Question

Find the equation of a circle
(i) which touches both the axes at a distance of 6 units from the origin.
(ii) which touches x-axis at a distance 5 from the origin and radius 6 units.
(iii) which touches both the axes and passes through the point (2, 1).
(iv) passing through the origin, radius 17 and ordinate of the centre is −15.

Answer 1

Let (h, k) be the centre of a circle with radius a.
Thus, its equation will be ${\left(x-h\right)}^2+{\left(y-k\right)}^2=a^2$.

(i) Let the required equation of the circle be ${\left(x-h\right)}^2+{\left(y-k\right)}^2=a^2$.
It is given that the circle passes through the points (6, 0) and (0, 6).

∴ ${\left(6-h\right)}^2+{\left(0-k\right)}^2=6^2$
And, ${\left(0-h\right)}^2+{\left(6-k\right)}^2=6^2$

$$\begin{gathered} \Rightarrow {\left(6-h\right)}^2+{\left(-k\right)}^2=36 \\ \Rightarrow 36+h^2-12h+k^2=36 \\ \Rightarrow h^2+k^2=12h...\left(1\right) \end{gathered}$$

Also, $h^2+36+k^2-12k=36$
$\Rightarrow h^2+k^2=12k$ ...(2)

From (1) and (2), we get:

$12k=12h\Rightarrow h=k$

∴ From equation (2), we have:
$$\begin{gathered} k^2+k^2=12k \\ \Rightarrow k^2-6k=0 \\ \Rightarrow k\left(k-6\right)=0 \\ \Rightarrow k=6\left(\because k>0\right) \end{gathered}$$

Consequently, we get:
h = 6

Hence, the required equation of the circle is ${\left(x-6\right)}^2+{\left(y-6\right)}^2=36$ or $x^2+y^2-12x-12y+36=0$.
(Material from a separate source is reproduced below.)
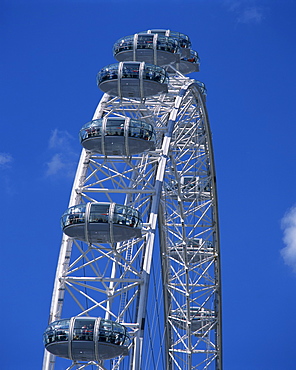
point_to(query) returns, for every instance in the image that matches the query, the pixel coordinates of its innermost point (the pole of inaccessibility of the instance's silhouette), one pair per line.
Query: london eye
(138, 283)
(ii) Let the required equation of the circle be ${\left(x-h\right)}^2+{\left(y-k\right)}^2=a^2$ .
It is given that the circle with radius 6 units touches the x-axis at a distance of 5 units from the origin.
∴ a = 6, h = 5

Hence, the required equation is ${\left(x-5\right)}^2+{\left(y-0\right)}^2=6^2$ or $x^2+y^2-10x-11=0$.


(iii) Let the required equation of the circle be ${\left(x-h\right)}^2+{\left(y-k\right)}^2=a^2$.
It is given that the circle touches both the axes.
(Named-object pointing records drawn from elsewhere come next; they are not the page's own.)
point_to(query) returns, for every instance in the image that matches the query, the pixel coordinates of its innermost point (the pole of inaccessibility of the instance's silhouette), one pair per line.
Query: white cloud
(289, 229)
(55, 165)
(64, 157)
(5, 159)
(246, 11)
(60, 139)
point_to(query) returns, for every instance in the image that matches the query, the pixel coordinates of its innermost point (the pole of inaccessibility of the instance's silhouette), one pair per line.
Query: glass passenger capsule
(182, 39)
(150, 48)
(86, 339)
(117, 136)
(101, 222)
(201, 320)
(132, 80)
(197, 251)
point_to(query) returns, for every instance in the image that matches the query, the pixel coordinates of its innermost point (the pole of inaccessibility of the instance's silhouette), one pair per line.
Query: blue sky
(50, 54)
Thus, the required equation will be $x^2+y^2-2ax-2ay+a^2=0$.

Also, the circle passes through the point (2, 1).

∴$4+1-4a-2a+a^2=0$
$$\begin{gathered} \Rightarrow a^2-6a+5=0 \\ \Rightarrow a^2-5a-a+5=0 \\ \Rightarrow a=1,5 \end{gathered}$$

Hence, the required equation is $x^2+y^2-2x-2y+1=0$ or $x^2+y^2-10x-10y+25=0$.

(iv) Let the required equation of the circle be ${\left(x-h\right)}^2+{\left(y-k\right)}^2=a^2$.
Given:
k = −15, a = 17

The circle passes through the point (0, 0).
∴ Equation of the circle:
${\left(0-h\right)}^2+{\left(0-15\right)}^2={\left(17\right)}^2$
⇒ $h=\pm 8$

Hence, the required equation of the circle is ${\left(x-8\right)}^2+{\left(y+15\right)}^2={17}^2$ or ${\left(x+8\right)}^2+{\left(y+15\right)}^2={17}^2$, i.e. $x^2+y^2\pm 16x+30y=0$.